With a scene where two adults are trying to have conversation while simultaneously singing I Can’t Give You Anything but Love, Baby, with a dog howling and a leopard loudly meowing at the same time, that’s difficult to dispute.
b) Is it an anti-intellectual film?
A museum worker acts more like a buffoon than a scientist; but this is hardly something like Altered States (1980) where the film makers actually were attempting to make the serious point that one can’t have love and a career in science at the same time.
Who says you can’t have both? Certainly not this film.
The paleontologist is hardly to be taken seriously as a scientist, much less anything the film has to say about science. This bookworm is suddenly attracted to excitement instead of to life with a dull co-worker? What’s so difficult to understand about that?
Besides, Romanticism already is a form of irrationalism. Most romantic films prize love above all else; and what’s the problem with that? Do people dislike the Marx Brothers because they were irrational?
c) Is it unfunny?
De gustibus non est disputandum.
What it is, is the story of a museum paleontologist on the day before his wedding who while seeking to obtain a much-needed grant meets with an unstoppable, tactless, clueless and brazen young society woman who seems intent on obstructing his every move starting by stealing a golf ball and then his car.

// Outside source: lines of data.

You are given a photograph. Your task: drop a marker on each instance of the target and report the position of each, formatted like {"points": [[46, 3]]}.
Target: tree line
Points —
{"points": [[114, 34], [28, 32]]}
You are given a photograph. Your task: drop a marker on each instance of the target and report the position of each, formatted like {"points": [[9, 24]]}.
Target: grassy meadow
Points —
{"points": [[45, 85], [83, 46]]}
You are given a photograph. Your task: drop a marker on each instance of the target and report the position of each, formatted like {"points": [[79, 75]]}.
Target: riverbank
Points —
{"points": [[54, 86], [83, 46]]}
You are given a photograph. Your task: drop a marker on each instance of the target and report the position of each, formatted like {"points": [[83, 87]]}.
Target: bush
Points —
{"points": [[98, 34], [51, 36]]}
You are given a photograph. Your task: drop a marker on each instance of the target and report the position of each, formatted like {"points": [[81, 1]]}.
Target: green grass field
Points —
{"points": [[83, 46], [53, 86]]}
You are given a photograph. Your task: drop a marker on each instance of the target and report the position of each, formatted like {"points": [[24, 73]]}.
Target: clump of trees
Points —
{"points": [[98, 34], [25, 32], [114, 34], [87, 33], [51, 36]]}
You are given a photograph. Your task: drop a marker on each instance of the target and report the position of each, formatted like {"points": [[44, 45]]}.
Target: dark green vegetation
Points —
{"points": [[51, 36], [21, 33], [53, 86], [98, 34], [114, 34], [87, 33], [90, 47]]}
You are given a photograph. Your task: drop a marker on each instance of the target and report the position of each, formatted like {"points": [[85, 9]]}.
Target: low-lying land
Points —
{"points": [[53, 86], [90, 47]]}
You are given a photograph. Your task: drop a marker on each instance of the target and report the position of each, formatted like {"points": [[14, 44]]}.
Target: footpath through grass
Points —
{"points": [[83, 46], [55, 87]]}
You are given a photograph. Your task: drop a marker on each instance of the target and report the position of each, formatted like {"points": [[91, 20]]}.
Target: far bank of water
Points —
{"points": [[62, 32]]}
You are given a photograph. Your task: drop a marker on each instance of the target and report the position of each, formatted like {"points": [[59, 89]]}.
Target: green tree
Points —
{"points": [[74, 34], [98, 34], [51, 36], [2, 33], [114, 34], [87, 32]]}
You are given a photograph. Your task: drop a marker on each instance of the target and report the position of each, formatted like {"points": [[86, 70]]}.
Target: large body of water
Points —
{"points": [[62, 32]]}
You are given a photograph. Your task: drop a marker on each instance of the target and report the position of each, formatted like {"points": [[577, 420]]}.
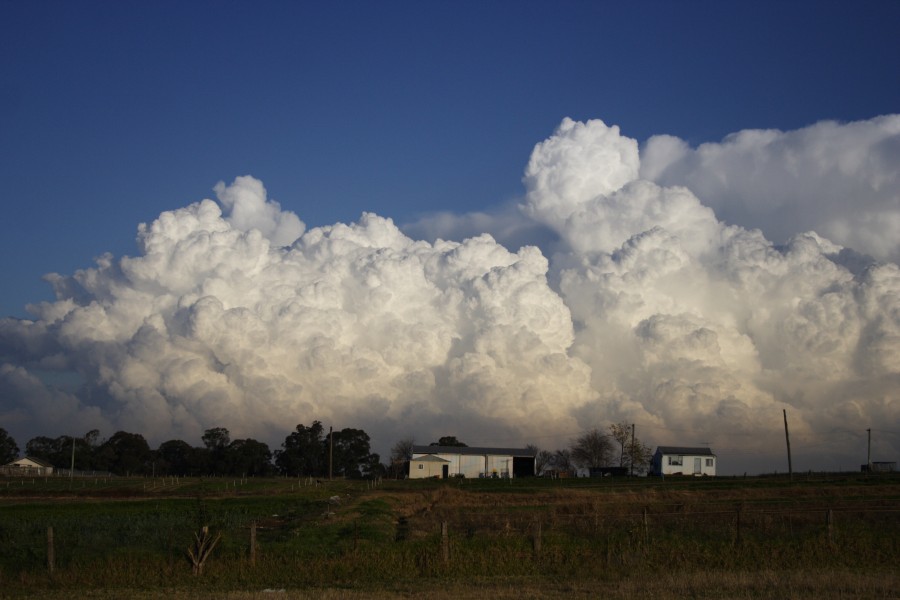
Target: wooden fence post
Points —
{"points": [[445, 542], [51, 555], [645, 522], [537, 539]]}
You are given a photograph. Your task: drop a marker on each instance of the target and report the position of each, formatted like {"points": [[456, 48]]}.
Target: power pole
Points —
{"points": [[72, 470], [787, 438], [632, 450], [869, 453]]}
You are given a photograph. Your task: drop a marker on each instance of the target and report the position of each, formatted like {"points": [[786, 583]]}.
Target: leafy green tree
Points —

And it only gets worse for him from here on.
Fortunately for him she is acquainted with the sponsor so hope spring eternal, if they stick together, that he’ll eventually be able to patch things up with the sponsor.
Good luck with that!
While at first their meetings are accidental, there comes a point where she admits she has fallen in love with him and has decided to win him over; and from then on she begins to act willfully.
When this happens exactly is not very clear.

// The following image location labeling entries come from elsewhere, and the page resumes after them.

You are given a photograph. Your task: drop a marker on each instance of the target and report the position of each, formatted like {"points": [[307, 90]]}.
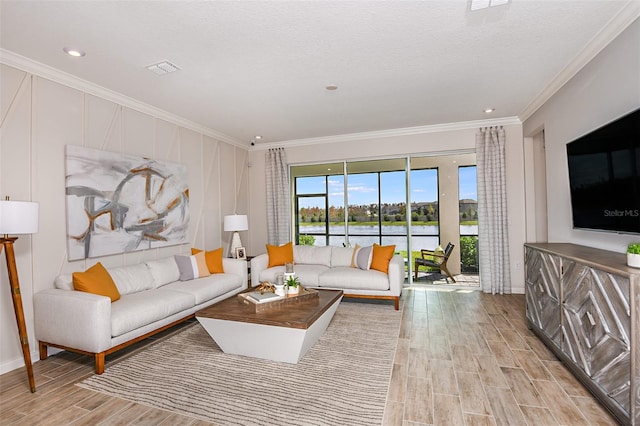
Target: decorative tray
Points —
{"points": [[304, 294]]}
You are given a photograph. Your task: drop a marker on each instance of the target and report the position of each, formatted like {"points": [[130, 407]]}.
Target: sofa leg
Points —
{"points": [[99, 363], [44, 353]]}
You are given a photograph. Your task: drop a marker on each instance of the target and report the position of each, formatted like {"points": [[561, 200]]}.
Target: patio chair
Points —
{"points": [[434, 259]]}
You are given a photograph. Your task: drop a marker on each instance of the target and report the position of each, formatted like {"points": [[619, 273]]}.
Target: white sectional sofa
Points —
{"points": [[152, 299], [330, 268]]}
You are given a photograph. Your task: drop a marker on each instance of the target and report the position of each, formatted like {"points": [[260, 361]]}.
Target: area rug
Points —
{"points": [[342, 380]]}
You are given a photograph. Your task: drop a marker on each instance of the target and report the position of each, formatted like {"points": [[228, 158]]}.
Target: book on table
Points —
{"points": [[258, 297]]}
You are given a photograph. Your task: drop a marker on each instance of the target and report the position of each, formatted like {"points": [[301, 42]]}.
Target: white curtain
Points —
{"points": [[278, 201], [493, 241]]}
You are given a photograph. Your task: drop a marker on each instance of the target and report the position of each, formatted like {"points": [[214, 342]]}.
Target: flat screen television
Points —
{"points": [[604, 177]]}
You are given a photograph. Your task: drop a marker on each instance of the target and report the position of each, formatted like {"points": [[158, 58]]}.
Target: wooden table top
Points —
{"points": [[297, 315]]}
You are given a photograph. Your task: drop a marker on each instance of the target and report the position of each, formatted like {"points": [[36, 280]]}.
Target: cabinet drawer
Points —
{"points": [[543, 292], [596, 327]]}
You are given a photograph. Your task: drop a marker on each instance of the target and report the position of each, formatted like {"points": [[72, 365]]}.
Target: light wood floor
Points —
{"points": [[463, 358]]}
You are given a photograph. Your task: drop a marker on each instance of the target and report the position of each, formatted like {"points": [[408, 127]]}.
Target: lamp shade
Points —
{"points": [[236, 222], [18, 217]]}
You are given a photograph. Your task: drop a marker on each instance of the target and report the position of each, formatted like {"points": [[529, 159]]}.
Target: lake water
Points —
{"points": [[368, 234]]}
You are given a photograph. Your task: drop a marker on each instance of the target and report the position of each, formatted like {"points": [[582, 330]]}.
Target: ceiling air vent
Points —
{"points": [[162, 68]]}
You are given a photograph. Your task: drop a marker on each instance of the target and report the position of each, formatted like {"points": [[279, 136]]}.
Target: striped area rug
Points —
{"points": [[342, 380]]}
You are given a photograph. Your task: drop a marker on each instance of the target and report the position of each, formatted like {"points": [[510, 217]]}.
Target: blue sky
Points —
{"points": [[362, 188]]}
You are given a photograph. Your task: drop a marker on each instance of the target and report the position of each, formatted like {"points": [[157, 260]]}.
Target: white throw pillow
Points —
{"points": [[164, 271], [312, 255], [64, 282], [341, 256], [132, 278]]}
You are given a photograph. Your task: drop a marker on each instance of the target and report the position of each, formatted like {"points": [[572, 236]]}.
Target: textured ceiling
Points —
{"points": [[251, 68]]}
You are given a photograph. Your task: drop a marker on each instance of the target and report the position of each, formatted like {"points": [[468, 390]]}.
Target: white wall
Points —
{"points": [[397, 146], [605, 89], [38, 118]]}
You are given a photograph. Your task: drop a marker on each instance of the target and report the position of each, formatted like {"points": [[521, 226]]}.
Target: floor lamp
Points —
{"points": [[18, 217], [234, 223]]}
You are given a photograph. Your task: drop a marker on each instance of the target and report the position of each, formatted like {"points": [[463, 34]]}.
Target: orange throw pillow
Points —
{"points": [[96, 280], [213, 258], [381, 257], [279, 255]]}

Add to that mix problems with torn, missing, and gender mismatched clothing; a fox-terrier who can’t tell the difference between a nice, fresh, juicy meat-bone and a petrified one, (just the weight should tell you something is off!); people who can’t tell the difference between a tame, music-loving leopard and a man-killing one, etc.
By the end he has dumped his stuffy bride-to-be and chooses this chaotic relationship instead; and, lest there be any doubt, the film ends by demolishing his five-year project which, in retrospect, is interesting since it’s long been known that the brontosaurus didn’t exist:
The creature with that name was a mix-n-match skeleton of bones from different species that was actually “discovered” twice. This is actually an opportunity for him to do it right the second time.
It features a great cast: Cary Grant, Katharine Hepburn, Charles Ruggles, Barry Fitzgerald and Fritz Feld.
A zany, fast-paced Classic which ‘inspired’ What’s Up Doc? (1972).